Speech and debate teacher Mark Schledorn said he has mixed feelings about how his students placed in the assessment.

“I’m happy that we had some success because it gives us a place,” Schledorn said. “I know that we are competitive. However, it’s in the novice division. There’s novice, there’s junior varsity, and there’s varsity. I told [the students] to sign up for novice because we have no idea what we’re doing. The fact that we got four out of the five places in this speaks well, but Holy Trinity placed first, so we’re not even winning in our own county.”

Sophomore Caelen Garcia, who placed second in the competition, the highest placement among the speech and debate class, said he is proud of the class and how well it did.

“I think it’s fantastic that we all did very well in the competition,” Garcia said. “Schledorn, with the help of [senior] Anjani Sharma, did a fantastic job preparing us with it being the first year speech and debate is being offered in West Shore. I was very excited to participate, with me being able to use the WCTZ teleprompter, shirt and recording studio. Additionally, I felt very passionate about what I was debating. Social issues in America interest me, as I want to go into a career in politics.”

Schledorn said the addition of the teleprompter into the recording process helped, despite its initial issues.

“I think the idea that we had at the last minute of using the TV studio and the teleprompter was successful,” Schledorn said. “There was nothing in the rules that say we can’t use a teleprompter, so that made us maintain eye contact better. The only issue was, because we hadn’t used the teleprompter before, we had some technical difficulties.”

Speech and debate is a new course to West Shore, having been made available to students this school year.
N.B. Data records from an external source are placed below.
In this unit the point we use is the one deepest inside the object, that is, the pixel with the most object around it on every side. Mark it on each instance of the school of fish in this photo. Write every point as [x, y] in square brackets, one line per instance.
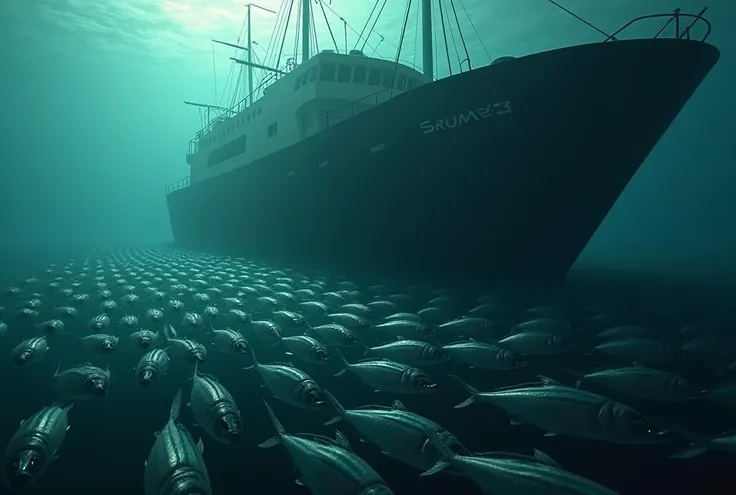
[181, 308]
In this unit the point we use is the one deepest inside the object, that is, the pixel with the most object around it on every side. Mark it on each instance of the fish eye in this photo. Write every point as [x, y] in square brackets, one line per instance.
[424, 382]
[641, 425]
[322, 354]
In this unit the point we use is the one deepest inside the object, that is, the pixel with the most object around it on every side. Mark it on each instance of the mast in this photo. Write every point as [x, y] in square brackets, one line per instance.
[305, 30]
[427, 56]
[250, 62]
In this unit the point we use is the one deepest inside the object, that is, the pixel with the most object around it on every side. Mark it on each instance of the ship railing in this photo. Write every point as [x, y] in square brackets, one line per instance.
[175, 186]
[678, 18]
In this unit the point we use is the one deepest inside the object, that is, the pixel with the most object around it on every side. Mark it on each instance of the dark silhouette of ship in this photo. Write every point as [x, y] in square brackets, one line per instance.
[501, 171]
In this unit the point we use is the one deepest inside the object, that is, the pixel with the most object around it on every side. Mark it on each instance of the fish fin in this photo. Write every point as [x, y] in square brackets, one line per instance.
[342, 441]
[436, 468]
[255, 362]
[276, 423]
[549, 382]
[544, 458]
[339, 409]
[344, 362]
[175, 406]
[274, 440]
[474, 392]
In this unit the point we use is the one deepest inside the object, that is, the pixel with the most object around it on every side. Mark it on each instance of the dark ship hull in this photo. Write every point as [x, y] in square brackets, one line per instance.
[443, 179]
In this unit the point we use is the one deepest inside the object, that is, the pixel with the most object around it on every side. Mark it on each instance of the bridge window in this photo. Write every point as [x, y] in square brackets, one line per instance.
[299, 82]
[344, 72]
[374, 77]
[359, 75]
[327, 72]
[401, 82]
[388, 79]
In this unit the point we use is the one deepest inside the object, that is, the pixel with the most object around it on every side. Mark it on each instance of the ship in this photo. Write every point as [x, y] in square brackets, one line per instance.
[368, 165]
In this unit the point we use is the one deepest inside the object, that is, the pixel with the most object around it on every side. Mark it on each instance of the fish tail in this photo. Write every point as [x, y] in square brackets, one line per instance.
[474, 392]
[339, 409]
[175, 406]
[255, 361]
[344, 362]
[280, 431]
[446, 455]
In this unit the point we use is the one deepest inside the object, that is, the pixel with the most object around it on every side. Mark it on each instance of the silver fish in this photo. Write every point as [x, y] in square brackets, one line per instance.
[231, 342]
[640, 350]
[82, 382]
[152, 366]
[558, 409]
[390, 376]
[306, 348]
[327, 467]
[334, 335]
[214, 409]
[175, 465]
[30, 351]
[514, 474]
[184, 350]
[641, 382]
[143, 339]
[535, 343]
[34, 446]
[100, 342]
[478, 354]
[290, 384]
[398, 432]
[407, 351]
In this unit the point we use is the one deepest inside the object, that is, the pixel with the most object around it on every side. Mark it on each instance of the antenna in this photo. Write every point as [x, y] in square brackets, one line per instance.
[250, 51]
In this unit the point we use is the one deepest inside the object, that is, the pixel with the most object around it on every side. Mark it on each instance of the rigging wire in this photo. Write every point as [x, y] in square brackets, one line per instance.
[580, 19]
[283, 39]
[375, 21]
[416, 34]
[444, 36]
[452, 37]
[214, 69]
[398, 51]
[462, 38]
[296, 38]
[475, 30]
[360, 36]
[329, 28]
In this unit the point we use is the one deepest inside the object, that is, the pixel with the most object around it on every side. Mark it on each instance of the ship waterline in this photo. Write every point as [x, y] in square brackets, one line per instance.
[506, 170]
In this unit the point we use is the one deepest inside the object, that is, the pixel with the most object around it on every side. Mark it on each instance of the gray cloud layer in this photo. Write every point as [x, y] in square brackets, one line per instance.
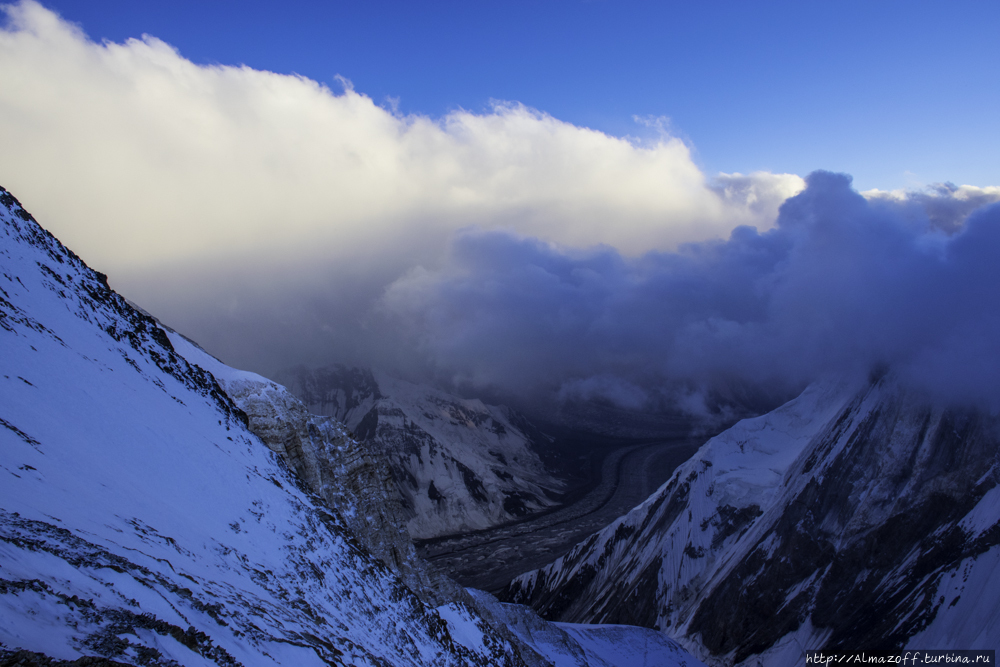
[279, 223]
[842, 283]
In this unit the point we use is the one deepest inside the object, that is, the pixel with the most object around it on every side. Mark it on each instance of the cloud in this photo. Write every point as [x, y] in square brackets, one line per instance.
[279, 222]
[842, 283]
[136, 156]
[264, 213]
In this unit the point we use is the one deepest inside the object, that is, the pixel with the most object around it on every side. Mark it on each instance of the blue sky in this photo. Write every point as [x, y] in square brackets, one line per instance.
[547, 244]
[899, 94]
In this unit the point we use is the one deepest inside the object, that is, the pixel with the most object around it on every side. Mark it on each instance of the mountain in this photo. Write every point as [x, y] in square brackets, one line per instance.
[457, 464]
[856, 519]
[143, 521]
[159, 508]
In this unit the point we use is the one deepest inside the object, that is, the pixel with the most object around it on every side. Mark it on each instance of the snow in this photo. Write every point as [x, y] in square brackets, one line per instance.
[580, 645]
[135, 504]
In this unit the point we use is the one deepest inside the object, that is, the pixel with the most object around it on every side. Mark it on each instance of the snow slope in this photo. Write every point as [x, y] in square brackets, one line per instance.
[141, 520]
[458, 464]
[848, 518]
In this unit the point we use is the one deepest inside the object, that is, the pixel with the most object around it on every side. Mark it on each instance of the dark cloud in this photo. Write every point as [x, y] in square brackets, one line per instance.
[843, 283]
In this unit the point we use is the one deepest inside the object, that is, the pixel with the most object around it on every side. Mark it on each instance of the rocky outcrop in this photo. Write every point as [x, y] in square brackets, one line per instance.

Because of this, debate competitions such as the Florida Civics and Debate Initiative’s Pro Con Challenge are new to many of the school’s students. Schledorn felt said the assessment introduced the students to debate competitions and made them more familiar with the concept.

“I think the biggest opportunity [the competition presents] is that it boosts their confidence,” Schledorn said. “Not only do they know we can do it, but other kids in the class, some of whom are on equal level [in terms of skill] with the ones who competed, will know that this is doable.”

Garcia said he saw value in how the competition made him more familiar with debating and more secure in his abilities.

“I feel that this debate built a lot of confidence in my debating skills, and it will serve as a foundation for future debates,” Garcia said.

In the second semester, there are going to be two asynchronous virtual debates and two live debates that the speech and debate class hopes to participate in. Schledorn said he hopes for his students to participate but noted the challenge of the different nature of live debating.

“We still haven’t done [a competition] live, which is a whole different idea than videotaping your pro and con and sending that to the judges to look through,” he said.